Cross-Gateway Task Refcounting

The usageRefcount field on UnitTaskInstance CRs is the core mechanism for safe task lifecycle management across gateway replicas.

Registration (`declare_used`)

When a gateway registers an app and needs to deploy unit tasks:

The gateway computes a canonical task key and acquires a Kubernetes Lease (coordination.k8s.io/v1) for that key.
While holding the lease, it searches existing UnitTaskInstance CRs for an equivalent configuration (matching definitionRef, config, and executionDescriptorName).
If a matching CR is found: The task is already deployed in the cluster by another gateway. The gateway increments the CR's usageRefcount and skips the gRPC deployment call to the Resource Manager.
If no matching CR is found: The gateway creates a new CR with usageRefcount=1 and issues a gRPC DeployUnitTask call to the Resource Manager.
The lease is released after the critical section completes.

Unregistration (`declare_not_used`)

When a gateway unregisters an app and releases unit tasks:

The gateway decrements its local usage counter. If it reaches 0, the gateway proceeds to check the CR.
The gateway acquires the same per-task Kubernetes Lease used by registration.
While holding the lease, it decrements the CR's usageRefcount.
If the CR refcount reaches 0: The gateway performs gRPC TeardownUnitTask and CR deletion while still holding the lease.
If the CR refcount is still > 0: The gateway releases only local state; the shared deployment remains active.

Concurrency Notes

Lease-based serialization removes the lost-update race for concurrent register/unregister operations on the same logical task by enforcing a single writer per task key.
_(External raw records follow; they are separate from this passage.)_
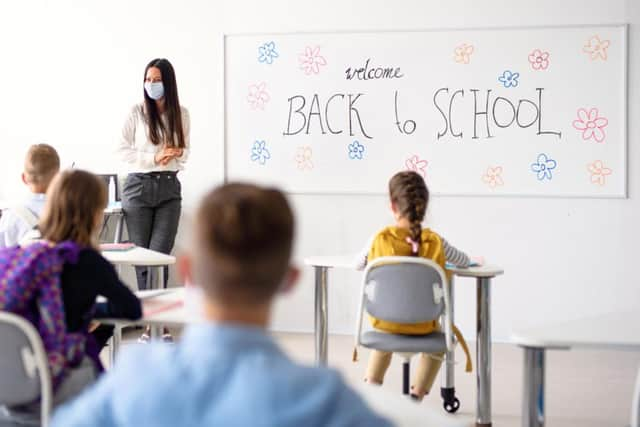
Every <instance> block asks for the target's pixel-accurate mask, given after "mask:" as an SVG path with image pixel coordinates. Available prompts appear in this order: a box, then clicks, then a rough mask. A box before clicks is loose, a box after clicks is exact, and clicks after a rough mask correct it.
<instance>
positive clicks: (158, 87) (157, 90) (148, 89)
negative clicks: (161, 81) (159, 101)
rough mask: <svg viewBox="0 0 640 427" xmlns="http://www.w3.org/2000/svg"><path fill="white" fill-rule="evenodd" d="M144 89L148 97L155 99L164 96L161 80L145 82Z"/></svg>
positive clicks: (144, 83)
mask: <svg viewBox="0 0 640 427" xmlns="http://www.w3.org/2000/svg"><path fill="white" fill-rule="evenodd" d="M144 90H145V92H147V95H148V96H149V98H151V99H153V100H154V101H157V100H158V99H161V98H162V97H163V96H164V85H163V84H162V82H153V83H152V82H145V83H144Z"/></svg>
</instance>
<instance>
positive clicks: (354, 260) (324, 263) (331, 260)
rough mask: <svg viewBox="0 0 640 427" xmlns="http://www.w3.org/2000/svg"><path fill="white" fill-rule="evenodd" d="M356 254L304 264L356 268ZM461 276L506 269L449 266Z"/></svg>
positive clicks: (317, 259)
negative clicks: (465, 267) (460, 267)
mask: <svg viewBox="0 0 640 427" xmlns="http://www.w3.org/2000/svg"><path fill="white" fill-rule="evenodd" d="M355 260H356V257H355V255H337V256H311V257H307V258H305V259H304V264H305V265H308V266H312V267H327V268H346V269H351V270H353V269H355V267H356V261H355ZM447 270H449V271H451V272H452V273H453V274H455V275H456V276H460V277H495V276H500V275H501V274H504V270H503V269H502V268H500V267H498V266H496V265H482V266H479V267H469V268H448V269H447Z"/></svg>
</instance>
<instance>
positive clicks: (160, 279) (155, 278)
mask: <svg viewBox="0 0 640 427" xmlns="http://www.w3.org/2000/svg"><path fill="white" fill-rule="evenodd" d="M153 270H155V271H156V273H157V274H155V275H154V276H155V277H154V278H153V280H152V281H151V286H152V287H153V289H162V287H163V286H164V266H162V265H160V266H157V267H155V268H150V269H149V274H151V272H152V271H153ZM162 329H163V326H162V325H157V324H156V325H151V340H153V341H155V340H158V339H160V337H162Z"/></svg>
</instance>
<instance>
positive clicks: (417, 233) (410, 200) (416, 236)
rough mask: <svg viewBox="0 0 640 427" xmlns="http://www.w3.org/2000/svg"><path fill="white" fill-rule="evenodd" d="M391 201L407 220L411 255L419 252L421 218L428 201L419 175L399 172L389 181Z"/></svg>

The lock is time-bounded (leaseDurationSeconds), so very long critical sections can still require careful tuning of lease duration and retry behavior.

Invocation on Non-Registering Gateways

When an invocation request lands on a gateway that did not handle the original registration, its local TaskManager state may be empty. Before matching tasks, the gateway calls _ensure_tasks_from_crs() which lists all UnitTaskInstance CRs and reconstructs UnitTask objects via the TaskRegistry. This populates local state on-demand so the invocation can proceed normally.

What Stays Local

While control-plane metadata is shared, certain state remains local to each gateway process:

WebSocket sessions (SessionManager): Active sessions are bound to specific TCP connections and cannot be migrated between replicas.
In-process module caches: Each gateway replica independently executes (exec()) the application source code from the CRD to materialize Python ModuleType objects.
Active streams: HTTP streaming responses and SSE connections are tied to the replica handling the request.
Transport clients: Local aiohttp sessions, gRPC channels, and OpenTelemetry exporters are per-process.

Registration Flow

When a client registers an application, the following distributed flow occurs:

A client sends a POST /app/register request, which is routed to any gateway replica.
Validation of the source code happens first, followed by the creation of an AppInstance CR with state=NOT_READY.
Next, the gateway requests task deployment through the TaskManager. For each task, the CR-based refcount mechanism is used (see above) to either reuse an existing deployment or create a new one.
Upon successful deployment, the AppInstance CR state is updated to READY and the LatestAppRV singleton is bumped.
A call to sync_watchers() then blocks until the local watcher has caught up to the new resource version.
Finally, the gateway returns success to the client. The application is now ready to be invoked from any replica in the cluster.

Invocation Flow

When an invocation request hits a gateway replica:

The gateway checks its local cache for the application's materialized module.
If the module is not found, a lookup occurs in the AppRegistry cache (populated by the CRD watcher).
When an app is found and its state is READY, the gateway materializes the ModuleType from the stored source code and caches it locally.
If the local TaskManager has no tasks, it synchronizes from UnitTaskInstance CRs to populate task state.
Normal invocation logic then proceeds as usual.